Japan Landslide Rescue Continues With 39 Dead and 26 Missing

Rescue workers battled through mud for a second day in search of dozens of people still missing after torrential rain triggered landslides in the western Japanese city of Hiroshima that killed 39 people, national broadcaster NHK said.

About 630 self-defense forces personnel have been sent to the area, along with about 90 vehicles and four aircraft, the defense ministry said. Prime Minister Shinzo Abe has been shuttling between his summer home and Tokyo to coordinate a response to the disaster, while Russian President Vladimir Putin today conveyed his condolences to Abe.

A record 217.5 millimeters (about 8.5 inches) of rain fell in parts of Hiroshima over three hours yesterday morning, the meteorological agency said. About 2,500 military, police and fire personnel are searching for victims, NHK reported.

“Unfortunately there are many people still missing,” Abe told officials in a meeting at his official residence today. “I want the government to work together to do all in its power to rescue them as soon as possible.”

Disaster management minister Keiji Furuya went yesterday to the city that lies about 800 kilometers (497 miles) west of Tokyo. At least one rescue worker was among the dead, the Sankei newspaper reported, citing the Hiroshima fire department.

Rain may continue to fall in the area over the next two days, the meteorological agency said, warning residents to be alert for further landslides and swollen rivers.

Vacation Golf

The news from Hiroshima led Abe to cut short a game of golf yesterday in Yamanashi Prefecture, where he has a summer home, with Trade Minister Toshimitsu Motegi and former Prime minister Yoshiro Mori, the Jiji news agency reported. Abe returned to Yamanashi last night, then circled back to Tokyo today, Kyodo news reported.

In January 2001, Mori came under pressure to resign as premier when he finished a round of golf after being told a Japanese fishing boat carrying 13 high school students had been struck off Hawaii by a U.S. submarine.
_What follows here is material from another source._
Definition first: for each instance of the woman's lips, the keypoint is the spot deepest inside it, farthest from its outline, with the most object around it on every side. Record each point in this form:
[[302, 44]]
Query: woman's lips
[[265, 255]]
He stepped down in April that year.

Banri Kaieda, leader of the opposition Democratic Party of Japan, criticized Abe for not abandoning his golf game more quickly, in comments made yesterday and published on the party’s website.

“Prime Minister Shinzo Abe must have known how tense and serious the situation was,” Kaieda said. “He’s always saying he will protect the lives of the people of Japan, so he should take actions to do that.”

(The name of the DPJ leader was misspelled in an earlier version of this story.)